Re: [PATCH] sockets: update SOCKET_ADDRESS_TYPE_FD listen(2) backlog

[Eric Blake]

On 3/10/21 11:30 AM, Stefan Hajnoczi wrote:
> socket_get_fd() fails with the error "socket_get_fd: too many
> connections" if the given listen backlog value is not 1.
> 
> Not all callers set the backlog to 1. For example, commit
> 582d4210eb2f2ab5baac328fe4b479cd86da1647 ("qemu-nbd: Use SOMAXCONN for
> socket listen() backlog") uses SOMAXCONN. This will always fail with in
> socket_get_fd().
> 
> This patch calls listen(2) on the fd to update the backlog value. The
> socket may already be in the listen state. I have tested that this works
> on Linux 5.10 and macOS Catalina.
> 
> As a bonus this allows us to detect when the fd cannot listen. Now we'll
> be able to catch unbound or connected fds in socket_listen().
> 
> Drop the num argument from socket_get_fd() since this function is also
> called by socket_connect() where a listen backlog value does not make
> sense.
> 
> Fixes: e5b6353cf25c99c3f08bf51e29933352f7140e8f ("socket: Add backlog parameter to socket_listen")
> Reported-by: Richard W.M. Jones <rjones@redhat.com>
> Cc: Juan Quintela <quintela@redhat.com>
> Cc: Eric Blake <eblake@redhat.com>
> Signed-off-by: Stefan Hajnoczi <stefanha@redhat.com>
> ---
>  util/qemu-sockets.c | 29 ++++++++++++++++++++++-------
>  1 file changed, 22 insertions(+), 7 deletions(-)
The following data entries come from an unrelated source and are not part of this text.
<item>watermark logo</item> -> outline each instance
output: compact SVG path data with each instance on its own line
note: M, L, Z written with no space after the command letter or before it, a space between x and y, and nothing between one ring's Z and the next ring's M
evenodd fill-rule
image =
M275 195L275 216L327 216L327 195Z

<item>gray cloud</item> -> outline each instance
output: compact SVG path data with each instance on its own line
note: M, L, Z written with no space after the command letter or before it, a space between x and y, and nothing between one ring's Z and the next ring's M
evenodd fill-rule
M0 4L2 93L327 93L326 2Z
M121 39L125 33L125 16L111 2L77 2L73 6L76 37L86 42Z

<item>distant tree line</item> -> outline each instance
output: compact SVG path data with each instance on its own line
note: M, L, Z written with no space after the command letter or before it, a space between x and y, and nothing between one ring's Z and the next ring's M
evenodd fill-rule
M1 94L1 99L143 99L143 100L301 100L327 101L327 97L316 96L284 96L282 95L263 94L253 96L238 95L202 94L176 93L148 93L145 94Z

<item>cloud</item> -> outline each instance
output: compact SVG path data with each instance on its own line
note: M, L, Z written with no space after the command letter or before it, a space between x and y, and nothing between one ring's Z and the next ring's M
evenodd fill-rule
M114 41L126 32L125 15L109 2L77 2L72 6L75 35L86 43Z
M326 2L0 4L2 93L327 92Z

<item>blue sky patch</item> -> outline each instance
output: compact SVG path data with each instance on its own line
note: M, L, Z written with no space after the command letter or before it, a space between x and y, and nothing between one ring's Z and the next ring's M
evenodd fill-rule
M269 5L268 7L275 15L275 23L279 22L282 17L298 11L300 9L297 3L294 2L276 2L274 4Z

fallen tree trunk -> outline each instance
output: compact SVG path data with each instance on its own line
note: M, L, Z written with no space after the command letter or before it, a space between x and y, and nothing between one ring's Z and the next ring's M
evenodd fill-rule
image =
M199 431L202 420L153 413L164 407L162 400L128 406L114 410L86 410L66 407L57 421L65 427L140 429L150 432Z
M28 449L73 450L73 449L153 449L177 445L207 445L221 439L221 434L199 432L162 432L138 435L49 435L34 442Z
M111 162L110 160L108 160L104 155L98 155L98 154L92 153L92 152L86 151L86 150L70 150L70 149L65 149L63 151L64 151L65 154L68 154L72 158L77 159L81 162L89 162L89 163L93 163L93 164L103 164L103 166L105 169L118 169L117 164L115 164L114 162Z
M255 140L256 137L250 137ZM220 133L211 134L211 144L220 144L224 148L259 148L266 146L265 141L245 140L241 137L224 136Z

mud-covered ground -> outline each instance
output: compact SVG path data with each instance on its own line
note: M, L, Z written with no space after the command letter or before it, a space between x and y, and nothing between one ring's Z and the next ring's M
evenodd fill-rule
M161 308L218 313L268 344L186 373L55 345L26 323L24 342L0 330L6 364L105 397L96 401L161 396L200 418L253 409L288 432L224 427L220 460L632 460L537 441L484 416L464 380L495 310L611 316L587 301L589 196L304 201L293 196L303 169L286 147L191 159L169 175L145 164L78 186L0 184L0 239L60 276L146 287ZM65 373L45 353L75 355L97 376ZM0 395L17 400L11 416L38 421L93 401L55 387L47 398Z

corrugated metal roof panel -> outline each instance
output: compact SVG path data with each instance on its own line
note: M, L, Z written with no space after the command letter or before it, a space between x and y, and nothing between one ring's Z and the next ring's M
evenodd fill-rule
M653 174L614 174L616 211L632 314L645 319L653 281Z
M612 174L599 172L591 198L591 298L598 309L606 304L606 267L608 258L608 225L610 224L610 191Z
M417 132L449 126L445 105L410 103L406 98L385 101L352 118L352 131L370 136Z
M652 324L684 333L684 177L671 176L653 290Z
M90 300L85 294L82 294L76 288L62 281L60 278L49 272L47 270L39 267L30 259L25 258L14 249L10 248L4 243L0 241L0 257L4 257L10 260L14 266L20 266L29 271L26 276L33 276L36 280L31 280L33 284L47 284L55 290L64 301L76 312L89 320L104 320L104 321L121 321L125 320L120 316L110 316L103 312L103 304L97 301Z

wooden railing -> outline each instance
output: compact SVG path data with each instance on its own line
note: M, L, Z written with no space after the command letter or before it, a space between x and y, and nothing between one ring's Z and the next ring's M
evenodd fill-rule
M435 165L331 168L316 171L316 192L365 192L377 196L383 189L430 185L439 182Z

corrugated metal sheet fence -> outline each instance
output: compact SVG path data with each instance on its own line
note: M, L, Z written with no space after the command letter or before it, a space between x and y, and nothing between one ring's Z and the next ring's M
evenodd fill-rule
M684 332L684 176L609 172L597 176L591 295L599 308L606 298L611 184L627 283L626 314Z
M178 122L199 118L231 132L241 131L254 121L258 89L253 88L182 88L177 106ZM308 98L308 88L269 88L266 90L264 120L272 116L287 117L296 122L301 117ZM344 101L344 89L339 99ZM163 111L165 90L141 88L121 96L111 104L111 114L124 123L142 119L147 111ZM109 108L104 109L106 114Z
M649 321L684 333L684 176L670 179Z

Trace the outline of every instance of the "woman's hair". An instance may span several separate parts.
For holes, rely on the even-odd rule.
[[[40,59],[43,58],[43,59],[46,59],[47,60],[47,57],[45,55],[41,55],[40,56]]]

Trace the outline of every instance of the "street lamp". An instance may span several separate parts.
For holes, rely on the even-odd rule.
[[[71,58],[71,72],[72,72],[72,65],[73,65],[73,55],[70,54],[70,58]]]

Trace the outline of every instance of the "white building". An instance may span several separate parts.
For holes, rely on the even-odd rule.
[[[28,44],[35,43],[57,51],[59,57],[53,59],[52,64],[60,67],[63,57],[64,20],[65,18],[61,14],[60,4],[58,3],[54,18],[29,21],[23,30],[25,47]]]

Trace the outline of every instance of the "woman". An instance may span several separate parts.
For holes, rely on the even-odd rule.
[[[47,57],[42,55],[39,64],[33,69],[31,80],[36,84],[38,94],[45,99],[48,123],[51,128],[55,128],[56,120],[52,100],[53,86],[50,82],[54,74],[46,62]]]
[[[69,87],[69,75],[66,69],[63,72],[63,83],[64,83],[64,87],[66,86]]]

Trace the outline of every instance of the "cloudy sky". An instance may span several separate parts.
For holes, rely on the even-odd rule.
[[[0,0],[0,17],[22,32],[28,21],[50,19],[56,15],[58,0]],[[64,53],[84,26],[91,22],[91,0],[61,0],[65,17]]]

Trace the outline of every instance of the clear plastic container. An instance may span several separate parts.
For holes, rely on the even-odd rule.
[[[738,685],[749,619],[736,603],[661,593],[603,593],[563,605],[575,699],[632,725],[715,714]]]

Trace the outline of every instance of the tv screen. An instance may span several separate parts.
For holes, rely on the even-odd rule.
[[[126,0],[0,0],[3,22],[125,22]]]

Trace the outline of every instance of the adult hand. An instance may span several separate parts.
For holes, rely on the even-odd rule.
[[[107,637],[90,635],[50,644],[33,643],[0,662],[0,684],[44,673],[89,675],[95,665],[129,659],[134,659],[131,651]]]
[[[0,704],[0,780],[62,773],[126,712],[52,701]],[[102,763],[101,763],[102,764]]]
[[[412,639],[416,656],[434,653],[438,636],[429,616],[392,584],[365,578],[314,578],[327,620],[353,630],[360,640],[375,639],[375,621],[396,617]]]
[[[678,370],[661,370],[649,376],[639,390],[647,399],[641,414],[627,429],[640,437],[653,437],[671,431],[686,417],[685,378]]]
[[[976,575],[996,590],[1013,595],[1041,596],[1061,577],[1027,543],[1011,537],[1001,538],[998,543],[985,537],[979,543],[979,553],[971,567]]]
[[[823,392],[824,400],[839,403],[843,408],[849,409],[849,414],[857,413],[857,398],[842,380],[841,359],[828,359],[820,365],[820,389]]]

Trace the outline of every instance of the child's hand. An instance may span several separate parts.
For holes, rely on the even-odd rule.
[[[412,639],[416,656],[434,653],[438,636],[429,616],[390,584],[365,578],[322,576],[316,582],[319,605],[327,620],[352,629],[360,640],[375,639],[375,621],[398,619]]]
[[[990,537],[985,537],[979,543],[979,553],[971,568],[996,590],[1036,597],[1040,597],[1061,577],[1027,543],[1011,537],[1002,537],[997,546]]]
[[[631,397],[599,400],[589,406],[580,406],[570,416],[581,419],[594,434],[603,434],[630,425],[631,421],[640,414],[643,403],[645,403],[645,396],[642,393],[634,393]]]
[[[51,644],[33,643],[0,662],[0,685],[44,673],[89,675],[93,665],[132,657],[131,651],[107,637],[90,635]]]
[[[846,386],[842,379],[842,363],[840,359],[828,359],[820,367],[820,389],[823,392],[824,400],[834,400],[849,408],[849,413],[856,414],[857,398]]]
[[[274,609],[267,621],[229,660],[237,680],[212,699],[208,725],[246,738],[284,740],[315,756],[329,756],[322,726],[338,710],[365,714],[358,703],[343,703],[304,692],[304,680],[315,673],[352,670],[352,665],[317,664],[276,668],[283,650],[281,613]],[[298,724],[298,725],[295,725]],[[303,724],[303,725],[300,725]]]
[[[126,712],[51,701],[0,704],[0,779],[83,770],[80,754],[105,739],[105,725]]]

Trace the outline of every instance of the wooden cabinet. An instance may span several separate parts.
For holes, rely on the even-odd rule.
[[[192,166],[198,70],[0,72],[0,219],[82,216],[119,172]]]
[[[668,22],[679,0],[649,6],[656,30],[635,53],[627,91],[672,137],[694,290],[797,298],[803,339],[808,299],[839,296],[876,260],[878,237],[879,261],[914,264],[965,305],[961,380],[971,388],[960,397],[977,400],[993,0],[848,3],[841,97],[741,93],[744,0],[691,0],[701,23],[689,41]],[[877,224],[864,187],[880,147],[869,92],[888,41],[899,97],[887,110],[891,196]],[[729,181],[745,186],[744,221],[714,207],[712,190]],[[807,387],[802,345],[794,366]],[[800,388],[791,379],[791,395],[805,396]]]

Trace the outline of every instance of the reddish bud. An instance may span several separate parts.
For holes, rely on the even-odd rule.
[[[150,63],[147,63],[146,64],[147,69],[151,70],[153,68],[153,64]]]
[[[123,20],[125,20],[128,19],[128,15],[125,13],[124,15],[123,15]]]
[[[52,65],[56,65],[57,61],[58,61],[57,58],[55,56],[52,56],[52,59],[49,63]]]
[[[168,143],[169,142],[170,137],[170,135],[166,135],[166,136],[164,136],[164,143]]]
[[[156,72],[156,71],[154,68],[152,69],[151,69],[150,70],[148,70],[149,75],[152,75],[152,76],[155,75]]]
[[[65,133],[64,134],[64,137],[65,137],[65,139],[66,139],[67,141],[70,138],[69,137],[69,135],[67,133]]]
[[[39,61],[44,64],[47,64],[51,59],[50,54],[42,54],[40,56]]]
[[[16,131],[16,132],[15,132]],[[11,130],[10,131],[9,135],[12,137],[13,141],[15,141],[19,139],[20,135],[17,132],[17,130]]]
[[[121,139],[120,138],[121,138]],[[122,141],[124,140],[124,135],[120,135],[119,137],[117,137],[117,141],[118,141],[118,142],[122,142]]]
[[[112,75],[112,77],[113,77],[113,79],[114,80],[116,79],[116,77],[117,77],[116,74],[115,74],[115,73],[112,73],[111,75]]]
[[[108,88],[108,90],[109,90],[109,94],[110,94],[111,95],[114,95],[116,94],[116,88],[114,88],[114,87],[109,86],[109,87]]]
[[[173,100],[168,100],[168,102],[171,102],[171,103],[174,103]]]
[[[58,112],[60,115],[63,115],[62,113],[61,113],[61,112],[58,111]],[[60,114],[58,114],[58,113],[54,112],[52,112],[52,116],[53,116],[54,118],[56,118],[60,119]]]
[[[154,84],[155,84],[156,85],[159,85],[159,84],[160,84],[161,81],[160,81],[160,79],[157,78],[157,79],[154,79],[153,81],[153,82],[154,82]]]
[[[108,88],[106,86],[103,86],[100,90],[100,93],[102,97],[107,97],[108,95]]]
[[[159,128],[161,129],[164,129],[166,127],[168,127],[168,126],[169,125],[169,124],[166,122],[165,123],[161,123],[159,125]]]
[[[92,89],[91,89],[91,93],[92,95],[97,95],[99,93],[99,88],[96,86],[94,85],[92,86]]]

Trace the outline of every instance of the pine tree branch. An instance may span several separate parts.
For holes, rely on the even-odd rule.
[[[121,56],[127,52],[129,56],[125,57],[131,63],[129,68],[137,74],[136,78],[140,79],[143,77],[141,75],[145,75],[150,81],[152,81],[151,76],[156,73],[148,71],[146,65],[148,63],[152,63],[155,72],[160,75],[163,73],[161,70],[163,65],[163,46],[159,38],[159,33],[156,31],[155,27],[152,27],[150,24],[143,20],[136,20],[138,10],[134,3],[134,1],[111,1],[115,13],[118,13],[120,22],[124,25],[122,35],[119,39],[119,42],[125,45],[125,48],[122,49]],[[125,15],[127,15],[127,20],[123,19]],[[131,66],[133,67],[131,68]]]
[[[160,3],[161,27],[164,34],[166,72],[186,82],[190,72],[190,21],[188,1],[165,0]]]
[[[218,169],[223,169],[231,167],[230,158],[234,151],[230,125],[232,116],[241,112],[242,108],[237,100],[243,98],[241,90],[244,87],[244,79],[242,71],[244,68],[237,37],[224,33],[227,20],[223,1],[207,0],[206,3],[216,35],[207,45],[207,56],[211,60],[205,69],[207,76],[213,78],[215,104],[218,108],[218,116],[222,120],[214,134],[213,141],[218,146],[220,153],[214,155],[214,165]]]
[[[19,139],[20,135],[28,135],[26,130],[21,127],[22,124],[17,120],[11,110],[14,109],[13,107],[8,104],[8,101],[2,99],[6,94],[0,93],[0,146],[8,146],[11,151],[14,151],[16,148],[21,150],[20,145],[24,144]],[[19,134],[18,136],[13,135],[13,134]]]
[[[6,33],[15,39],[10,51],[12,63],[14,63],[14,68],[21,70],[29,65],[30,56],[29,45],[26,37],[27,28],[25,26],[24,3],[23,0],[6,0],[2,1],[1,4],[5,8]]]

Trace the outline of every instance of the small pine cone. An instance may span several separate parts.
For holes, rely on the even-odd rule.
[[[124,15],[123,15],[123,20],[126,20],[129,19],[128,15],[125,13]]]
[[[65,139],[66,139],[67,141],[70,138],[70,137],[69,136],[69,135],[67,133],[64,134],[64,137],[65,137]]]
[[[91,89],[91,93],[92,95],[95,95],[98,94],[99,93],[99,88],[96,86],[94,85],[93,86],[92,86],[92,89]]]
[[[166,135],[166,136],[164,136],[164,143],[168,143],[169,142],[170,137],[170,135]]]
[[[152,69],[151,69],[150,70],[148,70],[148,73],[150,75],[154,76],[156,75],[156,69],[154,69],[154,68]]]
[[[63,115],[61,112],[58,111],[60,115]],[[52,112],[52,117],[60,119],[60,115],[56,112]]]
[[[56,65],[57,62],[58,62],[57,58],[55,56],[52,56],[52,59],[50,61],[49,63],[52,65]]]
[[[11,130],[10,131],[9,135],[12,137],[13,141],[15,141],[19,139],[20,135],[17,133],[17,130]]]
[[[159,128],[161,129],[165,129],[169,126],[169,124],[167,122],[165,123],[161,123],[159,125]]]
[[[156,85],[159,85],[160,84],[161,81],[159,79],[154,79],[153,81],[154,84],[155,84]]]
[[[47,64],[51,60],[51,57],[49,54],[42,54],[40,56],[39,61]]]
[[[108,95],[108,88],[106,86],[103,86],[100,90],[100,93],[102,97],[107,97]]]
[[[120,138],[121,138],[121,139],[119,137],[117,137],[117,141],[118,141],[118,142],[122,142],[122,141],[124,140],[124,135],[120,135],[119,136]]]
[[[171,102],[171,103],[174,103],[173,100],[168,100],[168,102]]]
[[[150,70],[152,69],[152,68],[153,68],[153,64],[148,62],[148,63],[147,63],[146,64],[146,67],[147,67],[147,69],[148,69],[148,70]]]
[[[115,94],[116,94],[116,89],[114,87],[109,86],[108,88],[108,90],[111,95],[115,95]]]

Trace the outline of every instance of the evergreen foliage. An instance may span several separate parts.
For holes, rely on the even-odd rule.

Reviewed-by: Eric Blake <eblake@redhat.com>

-- 
Eric Blake, Principal Software Engineer
Red Hat, Inc.           +1-919-301-3226
Virtualization:  qemu.org | libvirt.org

Re: [PATCH] sockets: update SOCKET_ADDRESS_TYPE_FD listen(2) backlog

[Stefano Garzarella]

On Wed, Mar 10, 2021 at 05:30:04PM +0000, Stefan Hajnoczi wrote:
>socket_get_fd() fails with the error "socket_get_fd: too many
>connections" if the given listen backlog value is not 1.
>
>Not all callers set the backlog to 1. For example, commit
>582d4210eb2f2ab5baac328fe4b479cd86da1647 ("qemu-nbd: Use SOMAXCONN for
>socket listen() backlog") uses SOMAXCONN. This will always fail with in
>socket_get_fd().
>
>This patch calls listen(2) on the fd to update the backlog value. The
>socket may already be in the listen state. I have tested that this works
>on Linux 5.10 and macOS Catalina.

Confirmed also from the listen(2) man page of FreeBSD:
"A subsequent listen() system call on the listening socket allows the 
caller to change the maximum queue length using a new backlog argument."

>
>As a bonus this allows us to detect when the fd cannot listen. Now we'll
>be able to catch unbound or connected fds in socket_listen().
>
>Drop the num argument from socket_get_fd() since this function is also
>called by socket_connect() where a listen backlog value does not make
>sense.
>
>Fixes: e5b6353cf25c99c3f08bf51e29933352f7140e8f ("socket: Add backlog parameter to socket_listen")
>Reported-by: Richard W.M. Jones <rjones@redhat.com>
>Cc: Juan Quintela <quintela@redhat.com>
>Cc: Eric Blake <eblake@redhat.com>
>Signed-off-by: Stefan Hajnoczi <stefanha@redhat.com>
>---
> util/qemu-sockets.c | 29 ++++++++++++++++++++++-------
> 1 file changed, 22 insertions(+), 7 deletions(-)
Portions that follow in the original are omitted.